ガンヂー・ボールペン用では、赤液に代わって青液となる。3本揃うとトリコロールだ。フランスの国旗だ。どうでもいいや。さっそく使ってみよう。
あ!「加熱」と「加藤」、間違えた!! しかもボールペンだし!
これは僕が最もよく犯す書き間違いだ。
しかも書き間違えたあと、致命的に恥ずかしいパターンのやつである。
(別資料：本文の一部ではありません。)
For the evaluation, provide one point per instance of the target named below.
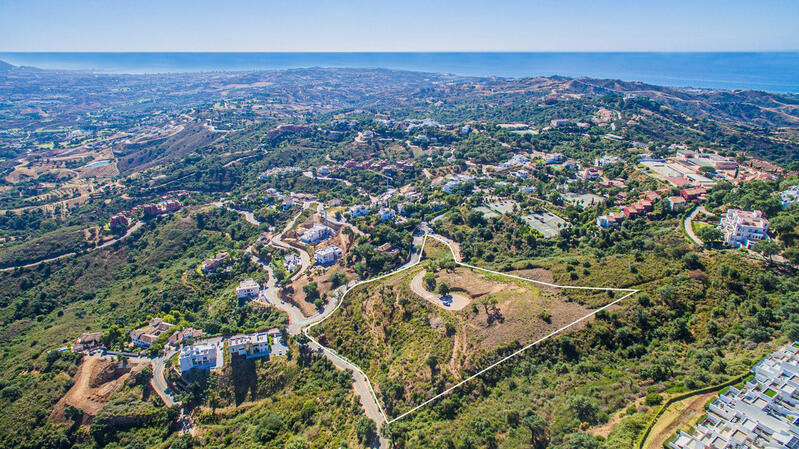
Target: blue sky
(409, 25)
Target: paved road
(299, 322)
(458, 301)
(130, 231)
(158, 381)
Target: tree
(337, 279)
(709, 235)
(297, 442)
(539, 431)
(768, 248)
(430, 281)
(583, 408)
(580, 441)
(366, 430)
(73, 414)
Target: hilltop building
(250, 346)
(88, 342)
(328, 255)
(248, 289)
(762, 414)
(197, 357)
(316, 233)
(743, 228)
(145, 337)
(358, 210)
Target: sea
(769, 71)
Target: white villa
(743, 228)
(250, 345)
(316, 233)
(328, 255)
(386, 214)
(790, 196)
(197, 357)
(247, 288)
(763, 414)
(358, 210)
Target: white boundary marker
(355, 367)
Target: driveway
(689, 228)
(158, 381)
(456, 301)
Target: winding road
(457, 300)
(299, 323)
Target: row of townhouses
(762, 414)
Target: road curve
(458, 302)
(158, 381)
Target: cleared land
(411, 349)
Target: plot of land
(401, 337)
(582, 199)
(547, 223)
(96, 380)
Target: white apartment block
(328, 255)
(743, 228)
(790, 196)
(386, 214)
(250, 345)
(197, 357)
(763, 414)
(248, 288)
(316, 233)
(358, 210)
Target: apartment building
(316, 233)
(250, 345)
(762, 414)
(328, 255)
(197, 357)
(248, 289)
(743, 228)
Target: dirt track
(458, 301)
(678, 415)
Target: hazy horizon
(413, 26)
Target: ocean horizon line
(757, 70)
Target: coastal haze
(361, 235)
(775, 72)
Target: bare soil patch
(96, 380)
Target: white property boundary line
(305, 330)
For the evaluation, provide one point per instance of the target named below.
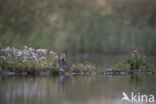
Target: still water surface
(80, 89)
(95, 89)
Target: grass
(28, 60)
(31, 61)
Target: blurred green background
(79, 26)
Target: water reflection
(63, 83)
(72, 89)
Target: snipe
(64, 66)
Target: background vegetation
(79, 26)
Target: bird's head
(62, 56)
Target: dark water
(98, 89)
(105, 60)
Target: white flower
(44, 51)
(19, 53)
(54, 54)
(42, 58)
(25, 47)
(2, 57)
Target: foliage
(118, 25)
(28, 60)
(86, 68)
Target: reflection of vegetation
(136, 79)
(73, 25)
(31, 61)
(86, 67)
(134, 62)
(28, 60)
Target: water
(95, 89)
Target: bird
(64, 66)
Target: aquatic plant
(133, 62)
(86, 67)
(28, 60)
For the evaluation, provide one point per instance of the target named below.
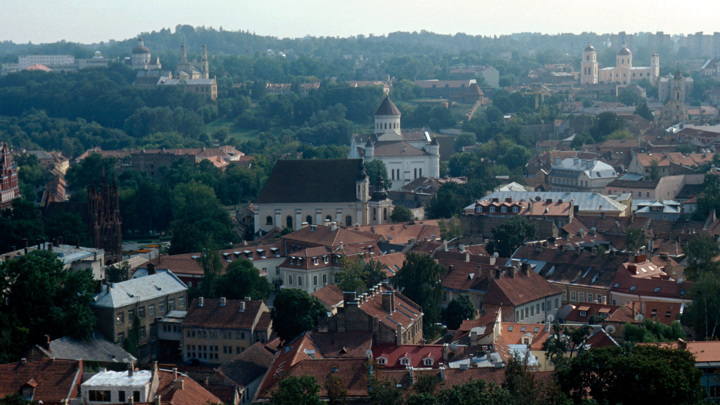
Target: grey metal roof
(585, 201)
(96, 349)
(140, 289)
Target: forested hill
(166, 42)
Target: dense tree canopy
(40, 297)
(294, 312)
(419, 280)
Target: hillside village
(544, 222)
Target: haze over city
(44, 21)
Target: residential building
(390, 316)
(9, 185)
(623, 73)
(315, 253)
(584, 203)
(120, 305)
(668, 163)
(246, 370)
(407, 156)
(216, 330)
(52, 381)
(521, 295)
(313, 191)
(573, 174)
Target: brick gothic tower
(105, 223)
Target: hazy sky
(89, 21)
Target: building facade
(406, 156)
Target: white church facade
(407, 156)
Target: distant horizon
(84, 22)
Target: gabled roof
(191, 393)
(310, 181)
(214, 315)
(139, 290)
(387, 107)
(526, 286)
(56, 380)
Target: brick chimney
(389, 301)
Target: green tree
(242, 279)
(420, 280)
(639, 374)
(511, 234)
(652, 331)
(709, 198)
(458, 310)
(401, 214)
(703, 315)
(292, 390)
(198, 218)
(377, 173)
(294, 312)
(39, 297)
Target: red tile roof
(54, 380)
(416, 355)
(185, 391)
(214, 315)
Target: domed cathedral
(142, 59)
(407, 155)
(675, 110)
(194, 70)
(623, 73)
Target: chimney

嘲笑しか起きない。
ああ、はやく無かったことにしたい。
助けて!ガンヂー・ボールペン用!
白液塗ってからの……
青液……消えた!! あっという間に消えた!
すごい!消えた!しかもスッと消えた!
インクの色は万年筆用と比べ物にならないほど早く、まさに魔法のようにスッと消えていった。
これはヤバい、またも近年にない衝撃である。
ペン軸を分解するとねっとりしていて、100年経っても色が消えるようには思えないあのボールペンのインクが、スッと消えるのである。
青液の威力ハンパ無い!
すごいぞガンヂーブルー! すごいぞ非暴力主義!
水性インクはもはや全滅!
こういう道具を見ると、実験魂が騒ぐ。
どんなインクでも消せるのだろうか。試しに手持ちの筆記具・インクで手当たり次第に実験した。
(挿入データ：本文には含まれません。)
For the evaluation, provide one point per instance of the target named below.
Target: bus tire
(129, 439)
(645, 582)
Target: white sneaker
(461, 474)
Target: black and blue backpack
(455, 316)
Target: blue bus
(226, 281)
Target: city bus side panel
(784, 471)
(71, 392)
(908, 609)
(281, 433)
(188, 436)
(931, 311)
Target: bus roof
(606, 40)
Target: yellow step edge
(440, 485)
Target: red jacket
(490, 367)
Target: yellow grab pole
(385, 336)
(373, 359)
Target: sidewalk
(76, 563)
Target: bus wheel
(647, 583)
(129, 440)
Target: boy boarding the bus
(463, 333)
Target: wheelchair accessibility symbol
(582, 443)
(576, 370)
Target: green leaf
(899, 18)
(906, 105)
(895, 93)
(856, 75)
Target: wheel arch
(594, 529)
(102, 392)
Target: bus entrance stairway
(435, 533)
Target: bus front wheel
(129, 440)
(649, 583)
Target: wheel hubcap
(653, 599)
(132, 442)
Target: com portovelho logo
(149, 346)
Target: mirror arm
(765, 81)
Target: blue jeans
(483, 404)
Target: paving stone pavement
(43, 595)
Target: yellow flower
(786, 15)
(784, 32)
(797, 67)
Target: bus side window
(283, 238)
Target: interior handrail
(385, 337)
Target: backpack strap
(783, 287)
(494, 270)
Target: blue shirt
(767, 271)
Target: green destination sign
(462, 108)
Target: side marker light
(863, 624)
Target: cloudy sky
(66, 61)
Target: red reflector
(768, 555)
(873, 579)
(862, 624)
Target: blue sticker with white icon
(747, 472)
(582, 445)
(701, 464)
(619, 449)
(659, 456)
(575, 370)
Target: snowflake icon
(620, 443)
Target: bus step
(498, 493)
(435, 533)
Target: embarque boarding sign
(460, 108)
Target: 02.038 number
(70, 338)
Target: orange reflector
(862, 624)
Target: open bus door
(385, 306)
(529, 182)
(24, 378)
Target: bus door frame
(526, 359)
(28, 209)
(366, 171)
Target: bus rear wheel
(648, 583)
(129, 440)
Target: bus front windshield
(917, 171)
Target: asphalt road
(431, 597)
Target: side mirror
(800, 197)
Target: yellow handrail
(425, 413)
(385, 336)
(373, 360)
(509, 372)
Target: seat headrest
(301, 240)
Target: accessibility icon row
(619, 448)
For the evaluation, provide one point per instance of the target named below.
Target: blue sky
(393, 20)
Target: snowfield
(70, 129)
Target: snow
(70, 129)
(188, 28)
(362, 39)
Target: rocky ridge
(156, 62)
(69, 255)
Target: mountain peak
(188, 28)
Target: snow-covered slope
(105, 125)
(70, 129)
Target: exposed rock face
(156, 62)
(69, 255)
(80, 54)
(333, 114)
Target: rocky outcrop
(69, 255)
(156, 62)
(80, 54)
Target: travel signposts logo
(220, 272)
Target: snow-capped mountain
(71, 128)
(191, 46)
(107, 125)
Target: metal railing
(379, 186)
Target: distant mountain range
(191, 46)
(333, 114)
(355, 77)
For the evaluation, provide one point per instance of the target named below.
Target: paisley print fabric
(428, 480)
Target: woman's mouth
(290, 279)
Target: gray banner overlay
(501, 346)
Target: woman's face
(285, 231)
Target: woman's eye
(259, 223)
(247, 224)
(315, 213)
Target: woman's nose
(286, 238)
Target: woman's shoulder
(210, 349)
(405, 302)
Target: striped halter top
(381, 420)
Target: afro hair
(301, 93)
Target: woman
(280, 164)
ガンヂー、水性に強く効果を発揮する(結果は画像をクリック!!)
水性ボールペン各色には、きわめて効果あり(画像をクリック)
水性サインペンにはどうだろう
ついでに新聞の印刷も消しちゃうぜ!
しかし青液を塗ったときの感覚が不思議だ。
ペンのインクが一瞬で消えるという、これまでに無かった体験が爽快である。
ああ、消したい! もっとインク消したい! という、子供のような衝動が胸の奥から突き上げてくる。
衝動を止められなかった僕は、欲望のおもむくまま、近くの新聞を手に取ってガンヂーを塗りつけた。
あれ、消えない。
タウン誌の写真も消えない。
だめである。
一時は万能の魔法薬のように思えたガンヂーだが、プロの印刷物には恐ろしいぐらい役を成さない。相手が悪いと初めから吸い込まない。やはりガンヂーは、筆記具の色を消すのが、その限界のようだ。
結論
使いはじめは魔法の薬のように思えたガンヂーだが、新聞のインクにはまるで効果を示さないことが判明し、さすがに魔法の薬ではなかった。
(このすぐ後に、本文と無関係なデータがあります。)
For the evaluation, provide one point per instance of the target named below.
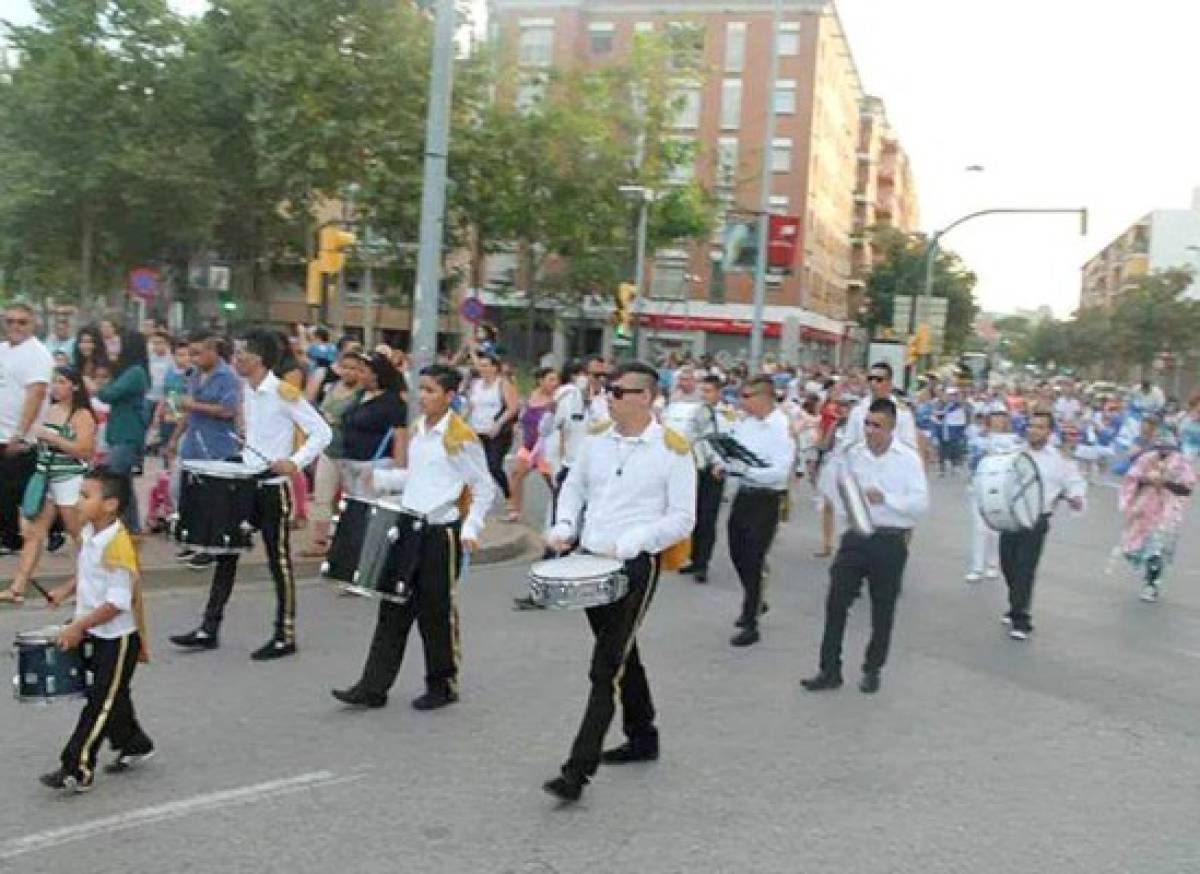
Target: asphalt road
(1077, 752)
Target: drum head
(575, 568)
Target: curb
(520, 539)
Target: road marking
(171, 810)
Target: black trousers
(1019, 555)
(433, 606)
(708, 507)
(273, 516)
(15, 474)
(751, 527)
(108, 712)
(616, 671)
(880, 560)
(495, 449)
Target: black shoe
(822, 682)
(357, 696)
(567, 789)
(201, 561)
(630, 752)
(435, 700)
(199, 639)
(745, 636)
(274, 648)
(66, 780)
(126, 760)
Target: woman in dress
(492, 408)
(65, 443)
(1153, 497)
(534, 413)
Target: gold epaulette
(457, 435)
(288, 391)
(676, 442)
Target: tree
(900, 270)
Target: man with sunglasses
(761, 498)
(25, 372)
(637, 480)
(880, 379)
(893, 483)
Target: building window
(785, 97)
(735, 47)
(727, 161)
(537, 42)
(789, 39)
(781, 155)
(687, 106)
(731, 105)
(600, 37)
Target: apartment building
(1159, 240)
(817, 101)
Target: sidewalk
(501, 542)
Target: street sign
(472, 309)
(144, 283)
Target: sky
(1065, 103)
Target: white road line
(171, 810)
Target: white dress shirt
(270, 419)
(438, 470)
(771, 440)
(1060, 477)
(906, 424)
(99, 585)
(898, 473)
(640, 494)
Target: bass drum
(1008, 491)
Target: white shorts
(65, 492)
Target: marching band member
(761, 501)
(893, 478)
(447, 470)
(271, 411)
(639, 483)
(880, 378)
(709, 477)
(1021, 550)
(995, 438)
(108, 614)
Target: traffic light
(623, 310)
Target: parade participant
(65, 444)
(25, 373)
(270, 412)
(761, 500)
(893, 482)
(996, 437)
(445, 462)
(880, 378)
(108, 614)
(1153, 498)
(1021, 550)
(709, 477)
(639, 483)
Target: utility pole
(433, 196)
(768, 150)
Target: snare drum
(216, 507)
(574, 582)
(1008, 491)
(46, 672)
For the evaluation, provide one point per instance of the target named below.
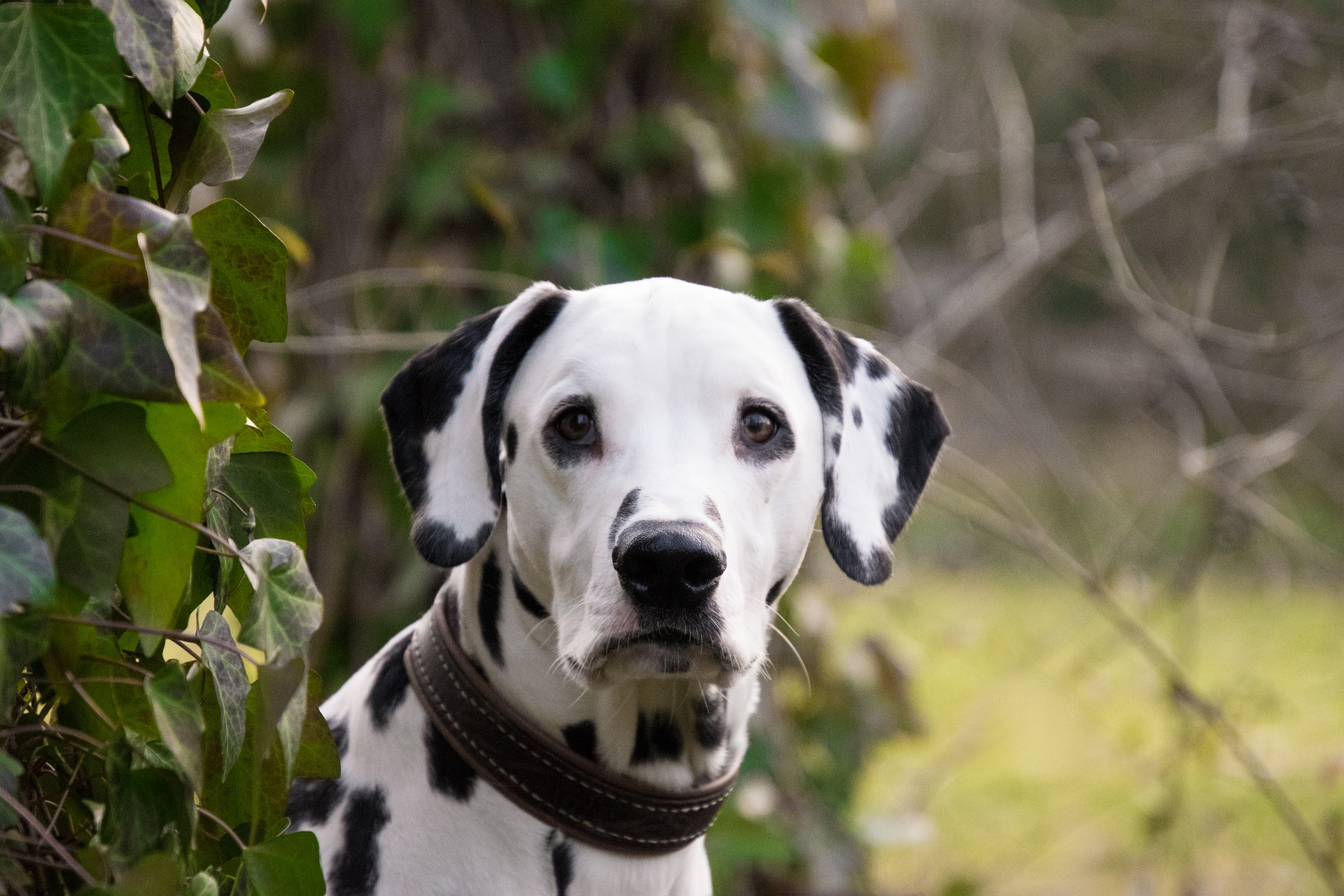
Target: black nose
(668, 564)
そしてどんなインクにも対応できる修正文具として、修正液が開発されたそうである。確かにどう考えても修正液が便利だ。
誰が使ってるのかと思い、商品の口コミを見たら、お母さんが子供の落書きを消すために使っているケースが多く見られた。なるほど。
いつか僕も子供ができたら、その後ろを淡々と追いかけて落書きを消し、無抵抗主義を貫いていきたいと思う。